Annotating Reference and Coreference In Dialogue Using Conversational Agents in games

Lead Research Organisation: Queen Mary University of London

Department Name: Sch of Electronic Eng & Computer Science

Abstract

The development of modern neural network architectures architectures such as the encoder/decoder model and the Transformer has brought about an explosion of interest in neural models for AI systems able to engage in conversations (aka conversational agents), reflected by a spike of published work, dedicated workshops, and industry-sponsored competitions and grants. While at first these models were applied to simple chatbots, the focus of research has been shifting towards conversational agents capable of engaging in more complex and task-oriented dialogue such as restaurant booking or question answering. But the results on these tasks show that while end-to-end architectures without dedicated models for semantic interpretation can work well for chatbots, conversational agents carrying out more complex tasks require greater ablity to handle such aspects of interpretation, and some form of modelling of context.
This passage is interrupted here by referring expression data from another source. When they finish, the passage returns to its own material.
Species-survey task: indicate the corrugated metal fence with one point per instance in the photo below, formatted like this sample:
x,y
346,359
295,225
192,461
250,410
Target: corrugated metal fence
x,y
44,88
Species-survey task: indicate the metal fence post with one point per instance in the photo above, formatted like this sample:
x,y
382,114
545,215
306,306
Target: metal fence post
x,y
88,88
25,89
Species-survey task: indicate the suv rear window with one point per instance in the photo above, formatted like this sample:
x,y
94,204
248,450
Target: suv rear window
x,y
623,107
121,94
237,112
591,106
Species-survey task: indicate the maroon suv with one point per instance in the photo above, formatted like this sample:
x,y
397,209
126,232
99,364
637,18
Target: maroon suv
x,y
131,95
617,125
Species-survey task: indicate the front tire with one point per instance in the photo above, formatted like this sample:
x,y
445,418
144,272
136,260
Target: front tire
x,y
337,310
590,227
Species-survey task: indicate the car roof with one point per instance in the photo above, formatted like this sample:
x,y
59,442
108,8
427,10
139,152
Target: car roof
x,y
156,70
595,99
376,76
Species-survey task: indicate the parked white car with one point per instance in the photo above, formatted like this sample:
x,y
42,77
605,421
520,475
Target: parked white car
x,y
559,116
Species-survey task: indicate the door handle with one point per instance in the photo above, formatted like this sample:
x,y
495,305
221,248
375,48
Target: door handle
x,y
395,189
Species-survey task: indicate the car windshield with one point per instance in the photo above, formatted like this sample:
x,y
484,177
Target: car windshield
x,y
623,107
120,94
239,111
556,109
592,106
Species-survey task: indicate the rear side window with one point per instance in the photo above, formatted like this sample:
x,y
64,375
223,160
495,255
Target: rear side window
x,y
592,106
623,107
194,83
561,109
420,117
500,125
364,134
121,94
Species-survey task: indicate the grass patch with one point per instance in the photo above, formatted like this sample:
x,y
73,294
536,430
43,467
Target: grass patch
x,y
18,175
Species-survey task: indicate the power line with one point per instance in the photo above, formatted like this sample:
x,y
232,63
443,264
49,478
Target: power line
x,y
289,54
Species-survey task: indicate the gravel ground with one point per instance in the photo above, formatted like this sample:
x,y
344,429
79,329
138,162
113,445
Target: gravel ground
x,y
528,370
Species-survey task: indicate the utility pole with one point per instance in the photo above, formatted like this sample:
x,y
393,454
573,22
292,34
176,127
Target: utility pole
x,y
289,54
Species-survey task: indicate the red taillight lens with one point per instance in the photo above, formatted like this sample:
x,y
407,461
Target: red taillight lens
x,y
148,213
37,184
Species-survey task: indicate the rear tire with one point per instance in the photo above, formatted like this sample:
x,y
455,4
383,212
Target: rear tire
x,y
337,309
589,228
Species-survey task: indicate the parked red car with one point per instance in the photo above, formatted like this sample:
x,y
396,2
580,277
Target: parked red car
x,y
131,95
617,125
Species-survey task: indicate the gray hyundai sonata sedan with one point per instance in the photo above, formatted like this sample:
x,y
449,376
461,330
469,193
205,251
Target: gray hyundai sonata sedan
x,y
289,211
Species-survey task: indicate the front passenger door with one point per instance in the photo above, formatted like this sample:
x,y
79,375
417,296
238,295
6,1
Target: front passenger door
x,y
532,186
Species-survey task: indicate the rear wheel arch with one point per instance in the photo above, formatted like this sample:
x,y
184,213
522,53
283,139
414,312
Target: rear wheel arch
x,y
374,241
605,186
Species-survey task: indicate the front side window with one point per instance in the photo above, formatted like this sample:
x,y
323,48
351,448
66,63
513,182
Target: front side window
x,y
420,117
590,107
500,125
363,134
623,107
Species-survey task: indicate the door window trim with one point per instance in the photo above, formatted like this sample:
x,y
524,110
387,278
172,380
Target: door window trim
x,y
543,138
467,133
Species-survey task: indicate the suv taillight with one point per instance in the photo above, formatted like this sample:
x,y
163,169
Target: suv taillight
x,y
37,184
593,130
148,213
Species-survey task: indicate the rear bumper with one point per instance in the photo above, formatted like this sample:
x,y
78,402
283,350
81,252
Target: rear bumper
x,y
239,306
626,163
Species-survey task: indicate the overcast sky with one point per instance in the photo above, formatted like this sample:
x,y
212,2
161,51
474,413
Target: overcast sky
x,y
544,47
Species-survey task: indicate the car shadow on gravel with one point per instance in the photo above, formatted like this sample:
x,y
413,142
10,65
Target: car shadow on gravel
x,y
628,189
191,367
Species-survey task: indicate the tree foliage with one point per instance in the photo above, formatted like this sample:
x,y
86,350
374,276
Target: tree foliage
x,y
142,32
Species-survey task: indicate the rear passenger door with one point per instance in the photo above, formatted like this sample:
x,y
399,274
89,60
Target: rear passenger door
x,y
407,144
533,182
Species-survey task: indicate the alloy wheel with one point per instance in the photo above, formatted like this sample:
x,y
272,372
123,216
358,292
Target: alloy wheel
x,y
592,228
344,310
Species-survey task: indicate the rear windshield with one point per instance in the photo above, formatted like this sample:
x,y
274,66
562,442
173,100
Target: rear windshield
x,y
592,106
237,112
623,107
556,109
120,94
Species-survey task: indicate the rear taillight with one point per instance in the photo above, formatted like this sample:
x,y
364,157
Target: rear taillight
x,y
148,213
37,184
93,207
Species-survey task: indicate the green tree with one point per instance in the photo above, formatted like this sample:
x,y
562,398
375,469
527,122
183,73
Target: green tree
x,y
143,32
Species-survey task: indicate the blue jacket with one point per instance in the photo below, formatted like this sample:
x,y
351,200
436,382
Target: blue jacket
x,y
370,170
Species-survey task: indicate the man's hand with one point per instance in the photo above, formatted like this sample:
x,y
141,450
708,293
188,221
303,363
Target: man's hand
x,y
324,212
Among the aspects of natural language interpretation that require more advanced architectures are COREFERENCE and REFERENCE. For an example of the importance of coreference in dialog, consider the following except from a real-life chat conversation, where both participants continually use anaphoric expressions such as BOTH, THEY, IT, etc to refer to previously introduced entities such as Google or Microsoft.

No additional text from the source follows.